“As many as one in 20 patients with Type I Diabetes may have celiac disease. However, many may not necessarily present with gastrointestinal (GI) symptoms and, in some cases, may be asymptomatic,” according to nutritionist Marilyn McCall, MA, RDN, LDN, who is with the Diabetes Education Program at Jones Regional Medical Center in Anamosa, Iowa. McCall discussed celiac disease in patients with Type I Diabetes at the annual meeting of the American Association of Diabetes Educators Conference 2015.
One percent of the U.S. population has or will develop celiac disease, including 290,000 individuals with comorbid diabetes, according to McCall. Endocrinologists commonly see patients with gluten-intolerant disorders and comorbid diabetes. Managing the two, she said, can be very difficult.
On top of that, when individuals have one autoimmune disease, they frequently have more than one, with the triad of celiac disease, type 1 diabetes and hypothyroidism being very common, McCall added.
“Obtaining an accurate and timely diagnosis will provide the best possible care and assist in delaying or avoiding long-term consequences such as shorter stature, other food intolerances, nutritional deficiencies related to malabsorption, infertility and problem pregnancies,” said McCall.
“This means that even though a blood screening came back negative 3 years ago, it should be repeated. And if the blood screening is negative and there is still reason to suspect, a biopsy, which must include four to six sights, should be ordered. However, if a person has the resources to have genetic testing done, then unnecessary time and testing can be avoided,” McCall told Endocrinology Advisor.
She said managing celiac disease alone includes working with a registered dietitian, the patient and the patient’s family to identify sources of accidental gluten. [In Victoria, BC, your general practitioner can make a referral to the Nutrition Services’ Outpatient Department. Registered Dietitians in the Out Patient Department been specially trained to counsel those who have been diagnosed with Celiac disease. The cost is covered through the Medical Services Plan of BC.] McCall also suggests that medications, including thyroid medications, should be reviewed periodically and adjusted as needed.
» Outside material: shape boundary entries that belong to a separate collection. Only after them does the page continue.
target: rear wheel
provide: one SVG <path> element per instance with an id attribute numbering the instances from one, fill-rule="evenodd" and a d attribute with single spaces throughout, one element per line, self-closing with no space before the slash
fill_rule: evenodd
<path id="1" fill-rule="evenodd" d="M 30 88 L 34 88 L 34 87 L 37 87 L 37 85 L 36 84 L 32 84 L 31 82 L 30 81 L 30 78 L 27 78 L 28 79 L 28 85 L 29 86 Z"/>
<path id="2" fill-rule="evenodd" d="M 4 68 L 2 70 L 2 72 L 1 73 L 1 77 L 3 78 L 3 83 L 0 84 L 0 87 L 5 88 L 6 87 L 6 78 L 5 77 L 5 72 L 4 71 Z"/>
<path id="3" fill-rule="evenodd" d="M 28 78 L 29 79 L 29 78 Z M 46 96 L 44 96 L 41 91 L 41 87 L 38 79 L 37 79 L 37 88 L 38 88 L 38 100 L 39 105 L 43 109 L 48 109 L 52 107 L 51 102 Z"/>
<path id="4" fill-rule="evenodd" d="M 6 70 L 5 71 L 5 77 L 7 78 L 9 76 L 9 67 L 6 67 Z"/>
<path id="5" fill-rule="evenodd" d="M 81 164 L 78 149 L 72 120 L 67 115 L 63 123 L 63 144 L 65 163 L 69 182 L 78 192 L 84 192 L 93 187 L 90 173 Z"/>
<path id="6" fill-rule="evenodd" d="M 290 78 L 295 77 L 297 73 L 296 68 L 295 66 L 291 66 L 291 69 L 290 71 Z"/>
In addition, all medications should be screened periodically for any changes in their formula. McCall said a few years ago, a popular thyroid medication changed. The new formula included gluten, which caused many patients with celiac disease to wonder why they were experiencing symptoms.
“It was only after being informed by a listserv that I belong to that I was able to assist several people with identifying the offending medication that was making them very ill. Some were sent to the hospital,” said McCall.
Therefore, it is imperative that clinicians set up effective programs for self-management that facilitate lifestyle modification to help prevent or delay chronic disease and improve outcomes, according to McCall. She identified new methodologies that are now showing success in supporting and enhancing improvements in quality of life.
Gluten is a protein found in wheat, barley (malt) and rye. “Gluten-related disorder” is a general term to encompass all of the various reactions to gluten.
Surprisingly, McCall said 85% of individuals with a gluten-related disorder remain undiagnosed. “This is actually down from 95%. Doctors were told it was a rare condition. The only treatment is a gluten-free diet — no pills or surgery,” said McCall.
She said clinicians might suspect the disorder in a child with failure to thrive if he or she also has some GI issues. But a common first symptom is fatigue and migraine-like headaches. She said unfortunately, the tendency is to treat the symptom and not the disease.
McCall M. S04 – To Eat Or Not To Eat Gluten: This is Just One Of the Questions. Presented at: AADE 2015; Aug. 5-8, 2015; New Orleans. See http://www.endocrinologyadvisor.com/aade-2015/aade-type-1-diabetes-celiac-disease-gluten-intolerance/article/431659.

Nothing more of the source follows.